The event was organised by White Lotus Book Shop and moderated by Yuyutsu Sharma, an influential poet and translator himself, who has in the past translated Nepali poems for Shankar’s previous books and the journal Drunken Boat.
During the programme, Shankar said that he was planning to include a special segment of Nepali literature in Drunken Boat, and towards that end he’s collaborating with Sharma in translating Nepali works into English. Shankar said that they want to introduce moving pieces of Nepali literature to the greater global audience.
Shankar said that he stuck primarily to poetry because he simply couldn’t help writing poems. “In a poem every word counts. It’s like a miniature bomb that explodes,” he said.
He went on to talk about the impressions that Kathmandu had made on him, and he said he was amazed by the religious harmony among the people and the humility of the city’s dwellers. “I’ve already thought of a metaphor for the city: the door is always open,” he said.
Accompanying him at the reading were a few Nepali poets, such as Shailendra Sakar, Sukracharya, Gopal Nepal and Tirtha Chandra Yatri, who recited their poems in Nepali. Ravi Shankar was particularly effusive about Sukracharya’s rhythmic and metered poem about Kathmandu.
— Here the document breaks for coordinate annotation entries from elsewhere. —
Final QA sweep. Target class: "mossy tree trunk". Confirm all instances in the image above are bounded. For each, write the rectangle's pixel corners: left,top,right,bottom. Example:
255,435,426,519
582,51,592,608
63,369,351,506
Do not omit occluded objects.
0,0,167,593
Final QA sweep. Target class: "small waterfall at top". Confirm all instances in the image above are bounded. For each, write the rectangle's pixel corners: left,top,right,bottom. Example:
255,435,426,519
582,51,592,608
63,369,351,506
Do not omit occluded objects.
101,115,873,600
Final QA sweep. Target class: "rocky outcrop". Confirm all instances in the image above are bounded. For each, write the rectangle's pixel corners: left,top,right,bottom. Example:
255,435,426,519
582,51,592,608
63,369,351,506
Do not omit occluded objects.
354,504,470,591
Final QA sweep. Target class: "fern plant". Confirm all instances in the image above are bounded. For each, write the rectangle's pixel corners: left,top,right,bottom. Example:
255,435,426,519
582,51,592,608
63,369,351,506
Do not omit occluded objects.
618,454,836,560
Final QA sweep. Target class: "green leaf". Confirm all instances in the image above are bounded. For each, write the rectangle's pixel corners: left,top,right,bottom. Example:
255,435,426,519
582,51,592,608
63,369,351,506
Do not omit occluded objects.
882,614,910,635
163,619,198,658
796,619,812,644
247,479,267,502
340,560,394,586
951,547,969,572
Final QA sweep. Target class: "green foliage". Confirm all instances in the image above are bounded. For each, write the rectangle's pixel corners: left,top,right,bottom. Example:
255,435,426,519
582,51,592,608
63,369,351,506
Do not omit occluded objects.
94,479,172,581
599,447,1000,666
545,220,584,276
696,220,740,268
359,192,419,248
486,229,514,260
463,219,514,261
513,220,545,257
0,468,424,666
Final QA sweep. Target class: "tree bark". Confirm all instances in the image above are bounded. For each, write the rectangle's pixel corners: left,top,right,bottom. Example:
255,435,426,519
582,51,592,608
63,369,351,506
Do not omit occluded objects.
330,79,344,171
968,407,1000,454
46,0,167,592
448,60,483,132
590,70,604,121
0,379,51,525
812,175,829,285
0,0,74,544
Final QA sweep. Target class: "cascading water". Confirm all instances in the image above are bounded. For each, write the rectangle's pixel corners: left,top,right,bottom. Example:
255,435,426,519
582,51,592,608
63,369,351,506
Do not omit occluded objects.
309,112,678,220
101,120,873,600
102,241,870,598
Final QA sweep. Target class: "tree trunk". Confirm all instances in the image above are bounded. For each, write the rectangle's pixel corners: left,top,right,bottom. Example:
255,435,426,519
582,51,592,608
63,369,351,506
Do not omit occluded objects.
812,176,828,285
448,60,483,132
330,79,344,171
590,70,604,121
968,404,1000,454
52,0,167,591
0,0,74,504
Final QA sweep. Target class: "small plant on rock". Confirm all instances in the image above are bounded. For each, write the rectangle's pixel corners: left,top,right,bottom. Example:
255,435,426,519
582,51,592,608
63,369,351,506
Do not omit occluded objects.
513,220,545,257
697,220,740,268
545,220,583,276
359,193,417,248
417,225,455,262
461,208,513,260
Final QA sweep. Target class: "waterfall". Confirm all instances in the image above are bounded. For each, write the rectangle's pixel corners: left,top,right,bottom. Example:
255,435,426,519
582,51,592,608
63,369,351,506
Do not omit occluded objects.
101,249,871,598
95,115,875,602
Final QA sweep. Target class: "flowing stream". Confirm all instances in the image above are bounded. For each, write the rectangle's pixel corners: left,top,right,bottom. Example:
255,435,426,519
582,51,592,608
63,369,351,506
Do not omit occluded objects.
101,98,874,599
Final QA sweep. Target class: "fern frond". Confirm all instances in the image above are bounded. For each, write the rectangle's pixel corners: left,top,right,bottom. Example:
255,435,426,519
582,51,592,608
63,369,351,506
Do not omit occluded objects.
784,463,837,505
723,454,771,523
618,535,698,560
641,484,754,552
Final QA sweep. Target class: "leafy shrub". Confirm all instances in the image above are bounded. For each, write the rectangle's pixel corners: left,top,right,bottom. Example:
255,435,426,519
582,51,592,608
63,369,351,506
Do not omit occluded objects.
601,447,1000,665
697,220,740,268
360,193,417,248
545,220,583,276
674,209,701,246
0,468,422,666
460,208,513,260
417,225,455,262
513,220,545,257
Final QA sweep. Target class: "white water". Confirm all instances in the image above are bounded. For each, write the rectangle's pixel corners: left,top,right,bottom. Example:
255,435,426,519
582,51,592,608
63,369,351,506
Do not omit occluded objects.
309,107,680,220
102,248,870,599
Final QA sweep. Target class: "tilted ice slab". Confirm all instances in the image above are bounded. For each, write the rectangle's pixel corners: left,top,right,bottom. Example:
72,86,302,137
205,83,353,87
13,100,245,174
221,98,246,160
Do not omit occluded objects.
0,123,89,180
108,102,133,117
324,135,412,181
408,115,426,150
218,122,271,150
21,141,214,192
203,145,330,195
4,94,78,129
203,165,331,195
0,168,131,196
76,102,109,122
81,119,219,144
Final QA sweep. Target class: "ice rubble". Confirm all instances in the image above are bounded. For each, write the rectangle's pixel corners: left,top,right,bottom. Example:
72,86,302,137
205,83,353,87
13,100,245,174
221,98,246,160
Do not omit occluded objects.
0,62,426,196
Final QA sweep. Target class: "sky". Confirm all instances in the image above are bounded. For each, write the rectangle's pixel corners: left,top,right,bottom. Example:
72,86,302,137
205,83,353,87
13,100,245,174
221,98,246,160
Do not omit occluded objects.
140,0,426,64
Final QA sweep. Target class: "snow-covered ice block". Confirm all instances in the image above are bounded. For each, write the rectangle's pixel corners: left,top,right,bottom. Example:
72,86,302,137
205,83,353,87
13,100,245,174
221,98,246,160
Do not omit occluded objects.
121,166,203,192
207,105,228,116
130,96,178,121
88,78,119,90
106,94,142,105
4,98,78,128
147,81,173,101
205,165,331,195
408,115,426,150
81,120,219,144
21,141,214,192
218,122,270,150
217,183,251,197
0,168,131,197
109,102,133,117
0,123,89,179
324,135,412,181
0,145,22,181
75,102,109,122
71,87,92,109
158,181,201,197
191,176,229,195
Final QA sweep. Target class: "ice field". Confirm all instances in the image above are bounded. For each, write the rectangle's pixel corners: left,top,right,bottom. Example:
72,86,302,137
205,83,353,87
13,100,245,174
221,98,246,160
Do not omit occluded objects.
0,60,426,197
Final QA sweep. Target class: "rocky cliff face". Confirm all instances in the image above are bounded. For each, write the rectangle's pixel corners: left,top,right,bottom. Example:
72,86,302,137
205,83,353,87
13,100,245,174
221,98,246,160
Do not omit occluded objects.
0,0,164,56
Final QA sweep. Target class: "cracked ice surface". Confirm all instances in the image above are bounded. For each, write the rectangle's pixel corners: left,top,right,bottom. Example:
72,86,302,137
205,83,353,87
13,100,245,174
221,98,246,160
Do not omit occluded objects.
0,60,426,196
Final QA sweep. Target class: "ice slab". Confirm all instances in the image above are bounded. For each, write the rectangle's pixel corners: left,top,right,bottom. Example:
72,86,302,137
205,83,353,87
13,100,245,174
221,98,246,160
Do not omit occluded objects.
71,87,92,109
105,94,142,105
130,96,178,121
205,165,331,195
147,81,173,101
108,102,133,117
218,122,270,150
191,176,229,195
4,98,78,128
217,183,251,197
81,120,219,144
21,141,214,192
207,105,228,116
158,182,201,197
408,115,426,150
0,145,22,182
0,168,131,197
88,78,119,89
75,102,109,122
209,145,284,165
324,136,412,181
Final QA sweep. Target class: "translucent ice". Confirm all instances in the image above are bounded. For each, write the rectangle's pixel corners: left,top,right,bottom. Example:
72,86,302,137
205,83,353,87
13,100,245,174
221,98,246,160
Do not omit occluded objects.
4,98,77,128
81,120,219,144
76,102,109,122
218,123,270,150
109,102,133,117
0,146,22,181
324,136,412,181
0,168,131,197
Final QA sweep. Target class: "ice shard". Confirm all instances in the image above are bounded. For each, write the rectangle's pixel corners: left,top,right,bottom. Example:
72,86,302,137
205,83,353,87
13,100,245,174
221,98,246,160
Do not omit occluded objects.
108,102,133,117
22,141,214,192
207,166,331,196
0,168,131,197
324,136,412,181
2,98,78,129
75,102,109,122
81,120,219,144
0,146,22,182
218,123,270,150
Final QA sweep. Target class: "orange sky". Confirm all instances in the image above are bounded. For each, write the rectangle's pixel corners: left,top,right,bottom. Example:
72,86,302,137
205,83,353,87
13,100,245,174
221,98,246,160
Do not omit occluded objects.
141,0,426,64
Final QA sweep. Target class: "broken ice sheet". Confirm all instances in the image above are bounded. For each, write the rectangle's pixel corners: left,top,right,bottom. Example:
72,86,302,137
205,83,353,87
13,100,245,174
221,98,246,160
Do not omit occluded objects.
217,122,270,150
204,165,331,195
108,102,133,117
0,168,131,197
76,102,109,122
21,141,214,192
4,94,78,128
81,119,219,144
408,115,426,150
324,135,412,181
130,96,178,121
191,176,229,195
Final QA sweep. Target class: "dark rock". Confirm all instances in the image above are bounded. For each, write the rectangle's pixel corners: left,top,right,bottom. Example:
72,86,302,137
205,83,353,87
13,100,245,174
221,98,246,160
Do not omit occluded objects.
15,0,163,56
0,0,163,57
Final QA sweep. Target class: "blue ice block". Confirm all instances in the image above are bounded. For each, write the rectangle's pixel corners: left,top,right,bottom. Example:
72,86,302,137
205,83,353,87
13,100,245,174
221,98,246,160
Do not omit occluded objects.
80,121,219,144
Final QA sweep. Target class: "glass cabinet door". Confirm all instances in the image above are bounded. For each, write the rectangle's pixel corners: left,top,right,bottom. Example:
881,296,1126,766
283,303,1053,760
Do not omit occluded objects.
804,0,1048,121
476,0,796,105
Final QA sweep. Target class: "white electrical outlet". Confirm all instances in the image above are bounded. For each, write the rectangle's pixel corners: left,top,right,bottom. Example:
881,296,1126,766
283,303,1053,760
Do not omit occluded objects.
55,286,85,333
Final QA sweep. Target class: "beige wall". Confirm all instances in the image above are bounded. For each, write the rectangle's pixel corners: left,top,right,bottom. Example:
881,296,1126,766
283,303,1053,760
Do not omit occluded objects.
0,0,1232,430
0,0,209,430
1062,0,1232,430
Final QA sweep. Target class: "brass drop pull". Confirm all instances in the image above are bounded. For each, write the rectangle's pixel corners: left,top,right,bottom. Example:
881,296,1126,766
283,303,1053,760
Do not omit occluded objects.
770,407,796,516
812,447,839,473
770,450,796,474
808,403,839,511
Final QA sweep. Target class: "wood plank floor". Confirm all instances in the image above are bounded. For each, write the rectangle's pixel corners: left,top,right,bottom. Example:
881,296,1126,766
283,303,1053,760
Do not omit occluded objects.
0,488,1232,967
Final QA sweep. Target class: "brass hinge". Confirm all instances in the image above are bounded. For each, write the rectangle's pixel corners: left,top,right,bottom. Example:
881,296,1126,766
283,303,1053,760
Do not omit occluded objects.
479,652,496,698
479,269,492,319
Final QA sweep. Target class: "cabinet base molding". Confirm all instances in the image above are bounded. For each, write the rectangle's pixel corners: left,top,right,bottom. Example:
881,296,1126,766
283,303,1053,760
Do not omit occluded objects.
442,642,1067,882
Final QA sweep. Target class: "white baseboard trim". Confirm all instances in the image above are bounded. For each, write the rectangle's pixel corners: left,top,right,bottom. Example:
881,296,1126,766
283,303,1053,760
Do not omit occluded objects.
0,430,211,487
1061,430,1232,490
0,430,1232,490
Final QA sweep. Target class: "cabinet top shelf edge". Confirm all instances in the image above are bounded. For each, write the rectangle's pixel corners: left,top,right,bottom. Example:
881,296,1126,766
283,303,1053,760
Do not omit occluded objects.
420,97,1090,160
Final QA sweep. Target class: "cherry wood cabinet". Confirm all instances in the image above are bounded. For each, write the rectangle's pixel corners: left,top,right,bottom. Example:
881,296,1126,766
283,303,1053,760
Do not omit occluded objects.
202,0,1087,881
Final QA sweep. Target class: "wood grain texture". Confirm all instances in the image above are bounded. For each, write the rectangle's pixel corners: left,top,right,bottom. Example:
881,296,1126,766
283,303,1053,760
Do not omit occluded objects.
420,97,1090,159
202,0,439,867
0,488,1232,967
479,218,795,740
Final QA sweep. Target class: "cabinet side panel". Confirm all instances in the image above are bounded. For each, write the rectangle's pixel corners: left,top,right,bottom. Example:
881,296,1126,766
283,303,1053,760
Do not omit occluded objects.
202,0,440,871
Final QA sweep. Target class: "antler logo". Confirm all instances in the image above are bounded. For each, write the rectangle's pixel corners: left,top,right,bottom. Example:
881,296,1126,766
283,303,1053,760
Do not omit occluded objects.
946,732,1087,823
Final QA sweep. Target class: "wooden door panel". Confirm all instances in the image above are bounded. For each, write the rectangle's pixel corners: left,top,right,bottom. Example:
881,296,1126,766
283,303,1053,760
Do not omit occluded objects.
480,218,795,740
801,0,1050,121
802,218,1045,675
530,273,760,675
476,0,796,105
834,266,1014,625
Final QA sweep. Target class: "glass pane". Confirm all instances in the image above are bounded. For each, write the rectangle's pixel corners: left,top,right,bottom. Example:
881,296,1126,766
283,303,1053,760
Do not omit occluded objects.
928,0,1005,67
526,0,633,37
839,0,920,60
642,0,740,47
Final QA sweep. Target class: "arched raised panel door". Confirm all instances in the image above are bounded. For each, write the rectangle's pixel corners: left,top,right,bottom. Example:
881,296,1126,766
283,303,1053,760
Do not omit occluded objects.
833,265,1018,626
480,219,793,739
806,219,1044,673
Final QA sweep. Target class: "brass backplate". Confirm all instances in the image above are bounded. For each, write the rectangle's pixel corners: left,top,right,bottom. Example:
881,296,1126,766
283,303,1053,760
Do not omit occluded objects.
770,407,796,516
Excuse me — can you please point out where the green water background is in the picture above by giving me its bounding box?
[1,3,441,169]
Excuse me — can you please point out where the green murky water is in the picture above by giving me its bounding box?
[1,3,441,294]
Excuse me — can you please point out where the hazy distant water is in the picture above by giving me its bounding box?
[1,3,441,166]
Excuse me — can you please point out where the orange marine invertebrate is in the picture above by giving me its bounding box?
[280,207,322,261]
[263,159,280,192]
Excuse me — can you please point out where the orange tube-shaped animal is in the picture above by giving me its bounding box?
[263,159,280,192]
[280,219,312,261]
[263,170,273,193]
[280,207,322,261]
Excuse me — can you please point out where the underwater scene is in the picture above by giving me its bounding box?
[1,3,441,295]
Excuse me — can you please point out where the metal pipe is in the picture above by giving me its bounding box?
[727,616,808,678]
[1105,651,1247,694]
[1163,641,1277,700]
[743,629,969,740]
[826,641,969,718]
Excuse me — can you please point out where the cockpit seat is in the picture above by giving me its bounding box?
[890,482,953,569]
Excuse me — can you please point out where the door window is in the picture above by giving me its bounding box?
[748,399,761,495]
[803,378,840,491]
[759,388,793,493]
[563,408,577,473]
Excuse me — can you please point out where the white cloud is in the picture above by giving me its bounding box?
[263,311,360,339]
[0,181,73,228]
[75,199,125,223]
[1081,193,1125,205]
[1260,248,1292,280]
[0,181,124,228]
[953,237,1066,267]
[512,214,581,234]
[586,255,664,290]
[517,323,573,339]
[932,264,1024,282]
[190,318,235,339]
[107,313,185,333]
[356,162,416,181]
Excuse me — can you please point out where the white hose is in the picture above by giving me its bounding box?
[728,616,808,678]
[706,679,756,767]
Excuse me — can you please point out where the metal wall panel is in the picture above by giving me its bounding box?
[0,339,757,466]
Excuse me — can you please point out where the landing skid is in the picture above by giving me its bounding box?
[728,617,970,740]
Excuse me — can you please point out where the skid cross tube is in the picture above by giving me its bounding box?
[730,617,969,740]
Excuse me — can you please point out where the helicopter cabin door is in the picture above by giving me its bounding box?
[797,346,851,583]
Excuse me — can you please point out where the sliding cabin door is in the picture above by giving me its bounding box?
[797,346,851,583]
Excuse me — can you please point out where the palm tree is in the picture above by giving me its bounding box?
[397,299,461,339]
Shankar’s works have won him much acclaim in the West. Along with Tina Chang and Nathalie Handal, he edited WW Norton’s Language for a New Century: Contemporary poetry from Asia, the Middle East & Beyond, which was hailed as “a beautiful achievement for world literature” by Nobel Laureate Nadine Gordimer. In 2010, he won the National poetry Review Prize for Deepening Groove. He has won the Pushcart Prize and has been featured in various prestigious publications like The New York Times.